Meu nome é Dalvaci Araujo Porto Santiago. O meu pai, David, era viúvo e tinha cinco filhos quando conheceu a minha mãe, Alcinda. Eles se conheceram, namoraram e logo se casaram.

Nasci em Catolé do Rocha na Paraíba, em 14 de junho de 1961, mas, fui registrada em 18 de agosto de 1961.

Meu pai era mecânico de automóveis e minha mãe, costureira. Eles tiveram 4 meninas. Ao todo, somos 9 filhos. Manuel, José, Mauricio, Manassés, Inácia, Edna, Edilsa, Elisabete e eu.
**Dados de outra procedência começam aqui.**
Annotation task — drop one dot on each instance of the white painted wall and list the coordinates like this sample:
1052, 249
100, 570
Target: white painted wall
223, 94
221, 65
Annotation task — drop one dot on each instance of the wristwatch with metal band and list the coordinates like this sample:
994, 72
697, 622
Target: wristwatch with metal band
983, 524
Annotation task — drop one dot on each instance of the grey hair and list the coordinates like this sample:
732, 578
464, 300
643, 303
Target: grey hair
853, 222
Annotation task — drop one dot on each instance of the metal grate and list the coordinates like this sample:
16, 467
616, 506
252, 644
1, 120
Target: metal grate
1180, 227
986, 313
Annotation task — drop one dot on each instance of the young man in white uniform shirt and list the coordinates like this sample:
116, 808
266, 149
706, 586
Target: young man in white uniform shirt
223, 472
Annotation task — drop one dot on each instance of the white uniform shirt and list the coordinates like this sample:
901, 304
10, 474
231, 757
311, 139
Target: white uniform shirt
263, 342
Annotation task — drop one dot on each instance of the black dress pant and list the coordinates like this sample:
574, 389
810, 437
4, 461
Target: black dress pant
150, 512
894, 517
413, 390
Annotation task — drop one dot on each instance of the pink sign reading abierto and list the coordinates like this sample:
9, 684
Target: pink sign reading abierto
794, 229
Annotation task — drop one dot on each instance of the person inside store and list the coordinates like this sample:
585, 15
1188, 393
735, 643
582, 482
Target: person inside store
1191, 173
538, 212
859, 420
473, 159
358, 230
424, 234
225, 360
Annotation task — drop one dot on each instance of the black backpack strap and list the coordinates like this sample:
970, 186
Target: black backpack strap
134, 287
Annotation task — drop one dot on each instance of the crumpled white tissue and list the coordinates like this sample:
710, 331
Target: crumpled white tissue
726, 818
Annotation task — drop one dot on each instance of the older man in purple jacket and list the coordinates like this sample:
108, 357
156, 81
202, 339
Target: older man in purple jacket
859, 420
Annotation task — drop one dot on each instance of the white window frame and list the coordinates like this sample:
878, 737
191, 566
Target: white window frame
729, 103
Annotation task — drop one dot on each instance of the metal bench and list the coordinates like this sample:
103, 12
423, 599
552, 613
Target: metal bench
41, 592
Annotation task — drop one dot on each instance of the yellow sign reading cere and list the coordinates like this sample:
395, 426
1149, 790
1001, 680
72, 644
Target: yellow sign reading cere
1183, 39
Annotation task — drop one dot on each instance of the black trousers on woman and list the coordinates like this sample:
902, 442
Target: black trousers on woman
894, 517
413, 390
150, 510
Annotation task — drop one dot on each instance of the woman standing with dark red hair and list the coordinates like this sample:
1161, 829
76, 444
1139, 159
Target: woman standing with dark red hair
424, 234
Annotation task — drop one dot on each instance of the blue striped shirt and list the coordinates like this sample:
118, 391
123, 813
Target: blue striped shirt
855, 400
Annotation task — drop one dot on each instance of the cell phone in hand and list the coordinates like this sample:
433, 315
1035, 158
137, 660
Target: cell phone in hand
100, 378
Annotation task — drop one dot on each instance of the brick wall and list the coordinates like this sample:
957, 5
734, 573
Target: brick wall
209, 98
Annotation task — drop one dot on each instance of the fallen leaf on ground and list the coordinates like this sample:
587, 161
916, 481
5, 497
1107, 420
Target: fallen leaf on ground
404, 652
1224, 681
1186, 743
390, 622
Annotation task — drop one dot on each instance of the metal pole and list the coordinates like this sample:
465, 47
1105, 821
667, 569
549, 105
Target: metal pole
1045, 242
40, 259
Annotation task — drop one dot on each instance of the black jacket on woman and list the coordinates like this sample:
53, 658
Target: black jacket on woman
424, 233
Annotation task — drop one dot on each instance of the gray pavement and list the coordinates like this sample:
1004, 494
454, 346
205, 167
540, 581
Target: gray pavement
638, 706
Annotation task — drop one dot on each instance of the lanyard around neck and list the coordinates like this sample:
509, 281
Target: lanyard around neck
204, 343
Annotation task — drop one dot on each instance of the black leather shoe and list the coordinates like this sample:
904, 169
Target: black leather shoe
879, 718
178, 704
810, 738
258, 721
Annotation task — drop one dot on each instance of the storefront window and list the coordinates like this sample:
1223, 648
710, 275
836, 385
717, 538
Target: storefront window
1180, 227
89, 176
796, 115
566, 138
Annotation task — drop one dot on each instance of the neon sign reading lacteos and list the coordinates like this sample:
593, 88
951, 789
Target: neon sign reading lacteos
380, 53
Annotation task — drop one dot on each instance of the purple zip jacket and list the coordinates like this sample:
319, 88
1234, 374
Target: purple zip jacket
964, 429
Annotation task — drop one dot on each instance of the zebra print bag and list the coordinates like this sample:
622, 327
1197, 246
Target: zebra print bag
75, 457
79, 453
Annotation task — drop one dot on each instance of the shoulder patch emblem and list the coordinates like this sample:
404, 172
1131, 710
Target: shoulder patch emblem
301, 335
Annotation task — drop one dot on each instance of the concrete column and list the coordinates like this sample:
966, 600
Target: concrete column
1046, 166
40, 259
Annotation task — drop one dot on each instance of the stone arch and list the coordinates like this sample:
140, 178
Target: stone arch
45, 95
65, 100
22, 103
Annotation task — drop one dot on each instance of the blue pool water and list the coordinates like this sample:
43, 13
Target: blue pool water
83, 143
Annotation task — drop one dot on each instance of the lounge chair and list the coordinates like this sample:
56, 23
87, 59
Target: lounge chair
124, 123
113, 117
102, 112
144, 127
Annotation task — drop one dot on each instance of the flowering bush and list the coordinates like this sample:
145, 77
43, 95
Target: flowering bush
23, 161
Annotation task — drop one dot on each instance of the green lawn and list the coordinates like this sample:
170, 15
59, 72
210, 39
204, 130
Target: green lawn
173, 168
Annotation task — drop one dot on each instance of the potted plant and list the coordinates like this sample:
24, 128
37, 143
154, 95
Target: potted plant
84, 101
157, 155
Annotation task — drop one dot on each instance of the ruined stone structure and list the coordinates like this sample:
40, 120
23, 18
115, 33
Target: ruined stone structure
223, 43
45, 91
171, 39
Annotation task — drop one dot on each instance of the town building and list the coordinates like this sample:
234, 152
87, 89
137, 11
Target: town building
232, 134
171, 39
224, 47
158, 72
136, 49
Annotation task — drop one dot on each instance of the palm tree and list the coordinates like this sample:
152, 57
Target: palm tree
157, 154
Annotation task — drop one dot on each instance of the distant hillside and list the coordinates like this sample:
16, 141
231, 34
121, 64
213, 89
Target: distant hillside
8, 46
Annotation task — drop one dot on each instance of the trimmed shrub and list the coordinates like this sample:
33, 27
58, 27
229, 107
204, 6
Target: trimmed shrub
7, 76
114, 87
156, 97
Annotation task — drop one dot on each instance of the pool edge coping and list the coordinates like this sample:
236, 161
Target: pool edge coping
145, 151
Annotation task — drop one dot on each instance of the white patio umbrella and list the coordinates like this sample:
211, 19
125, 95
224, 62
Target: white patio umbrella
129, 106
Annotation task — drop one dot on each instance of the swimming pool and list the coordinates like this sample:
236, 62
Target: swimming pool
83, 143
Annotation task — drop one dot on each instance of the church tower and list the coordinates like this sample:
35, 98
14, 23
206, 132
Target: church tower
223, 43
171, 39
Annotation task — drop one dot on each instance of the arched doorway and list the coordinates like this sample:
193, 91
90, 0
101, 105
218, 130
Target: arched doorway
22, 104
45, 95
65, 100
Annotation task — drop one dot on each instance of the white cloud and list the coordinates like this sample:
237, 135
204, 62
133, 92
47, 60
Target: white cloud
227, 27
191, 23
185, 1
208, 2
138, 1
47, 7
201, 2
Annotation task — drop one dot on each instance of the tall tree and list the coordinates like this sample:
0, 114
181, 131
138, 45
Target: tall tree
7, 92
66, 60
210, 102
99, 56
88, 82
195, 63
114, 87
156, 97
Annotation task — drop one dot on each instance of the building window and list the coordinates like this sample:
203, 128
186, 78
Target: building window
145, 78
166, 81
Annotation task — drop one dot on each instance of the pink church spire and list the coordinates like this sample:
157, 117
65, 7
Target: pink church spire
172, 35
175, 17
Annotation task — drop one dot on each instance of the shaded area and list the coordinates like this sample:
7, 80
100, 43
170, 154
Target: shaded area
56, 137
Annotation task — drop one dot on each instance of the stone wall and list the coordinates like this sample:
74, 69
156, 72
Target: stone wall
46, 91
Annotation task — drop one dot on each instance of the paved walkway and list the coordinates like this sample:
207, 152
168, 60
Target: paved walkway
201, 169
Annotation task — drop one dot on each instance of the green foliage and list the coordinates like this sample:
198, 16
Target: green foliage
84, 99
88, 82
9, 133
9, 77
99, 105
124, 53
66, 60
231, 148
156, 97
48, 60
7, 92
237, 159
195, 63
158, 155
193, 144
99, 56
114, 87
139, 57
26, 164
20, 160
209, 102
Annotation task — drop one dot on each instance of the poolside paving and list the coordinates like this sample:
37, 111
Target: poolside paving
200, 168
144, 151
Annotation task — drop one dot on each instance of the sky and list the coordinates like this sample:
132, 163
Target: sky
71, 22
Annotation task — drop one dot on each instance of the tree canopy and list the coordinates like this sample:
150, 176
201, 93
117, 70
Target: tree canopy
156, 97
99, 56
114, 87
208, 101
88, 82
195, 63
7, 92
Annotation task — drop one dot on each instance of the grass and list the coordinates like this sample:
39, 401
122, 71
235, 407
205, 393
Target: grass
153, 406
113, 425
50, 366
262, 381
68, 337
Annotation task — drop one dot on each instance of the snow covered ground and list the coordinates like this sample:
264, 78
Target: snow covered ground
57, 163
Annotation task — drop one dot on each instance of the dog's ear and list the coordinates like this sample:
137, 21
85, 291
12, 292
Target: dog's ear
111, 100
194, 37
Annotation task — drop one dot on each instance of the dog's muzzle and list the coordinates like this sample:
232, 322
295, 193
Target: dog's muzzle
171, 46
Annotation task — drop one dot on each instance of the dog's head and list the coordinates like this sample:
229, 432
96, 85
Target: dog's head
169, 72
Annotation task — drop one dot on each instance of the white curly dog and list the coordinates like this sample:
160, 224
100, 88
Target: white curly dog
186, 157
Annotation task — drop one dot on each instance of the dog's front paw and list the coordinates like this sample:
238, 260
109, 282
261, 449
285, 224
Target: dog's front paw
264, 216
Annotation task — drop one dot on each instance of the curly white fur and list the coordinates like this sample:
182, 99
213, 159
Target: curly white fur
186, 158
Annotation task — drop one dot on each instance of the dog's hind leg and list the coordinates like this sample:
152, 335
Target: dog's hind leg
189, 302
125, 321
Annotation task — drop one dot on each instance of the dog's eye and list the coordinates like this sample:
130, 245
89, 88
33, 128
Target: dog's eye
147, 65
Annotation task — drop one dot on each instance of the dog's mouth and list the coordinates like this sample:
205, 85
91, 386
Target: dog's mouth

Migramos para Mossoró/RN em 1966, onde nasceu Bebel, a minha irmã caçula. Meu pai tinha uma oficina mecânica. Ao lado da oficina ele tinha um armazém que comercializava vinagre, óleo, álcool e cachaça. Uma brincadeira que eu gostava era de brincar com as minhas amigas de desfile Miss Brasil. Meu pai nos alfabetizou em casa.Tinha 5 anos quando fui à escola pela primeira vez. O nome da professora era Dona Tica. A escola era numa casinha bem pequena que tinha um tamarindeiro enorme no quintal. A nossa educação de casa valorizava muito os estudos. Desde cedo nos integrávamos às tarefas domésticas. As meninas ajudavam nas atividades de casa e os meninos na oficina, ajudando meu pai, de forma que todos aprendessem o gosto pelo trabalho e adquirissem um ofício.

Manoel é o meu irmão mais velho e hoje tem 72 anos. No final da década de 60, Manuel foi morar em Jequié, no semiárido da Bahia. Ele gostou da região e achou que era um bom lugar para a família se estabelecer. E a convite dele, toda a família migrou prá lá. Morávamos numa casa com um grande quintal, na beira do Rio de Contas. À noite brincávamos na rua as cantigas de roda, boca-de-forno, picula, esconde-esconde, baleado, pular corda... Na adolescência, eu e minhas amigas,tínhamos o costume de ir para a matinê do cinema, aos domingos, assistir aqueles faroestes italianos. Foi numa sessão de cinema que eu conheci meu primeiro namorado.

Meu irmão José, saiu de casa em 1958. Após 39 anos sem contato com a família, José reapareceu, reatando o elo perdido. Ele vive no Mato Grosso. Foi uma alegria imensa. Desde então todos os anos ele visita os irmãos, junto com a esposa, filhos e netos. É motivo de muita alegria prá família.

A minha formação acadêmica foi na área de História. Iniciei meu curso na Universidade Federal da Paraíba. Depois de 2 anos morando em João Pessoa/PB, tranquei a matrícula e fui para São Luís/MA. Depois de 2 anos voltei para Salvador/Ba. Concluí meu curso de História na Universidade Católica do Salvador.

Meu primeiro casamento foi em 1985, no Forum Ruy Barbosa.

Em 1987, nasceu a minha filha Clarice, do signo de áries.

Em 1988, nasceu meu filho Ravi, do signo de touro.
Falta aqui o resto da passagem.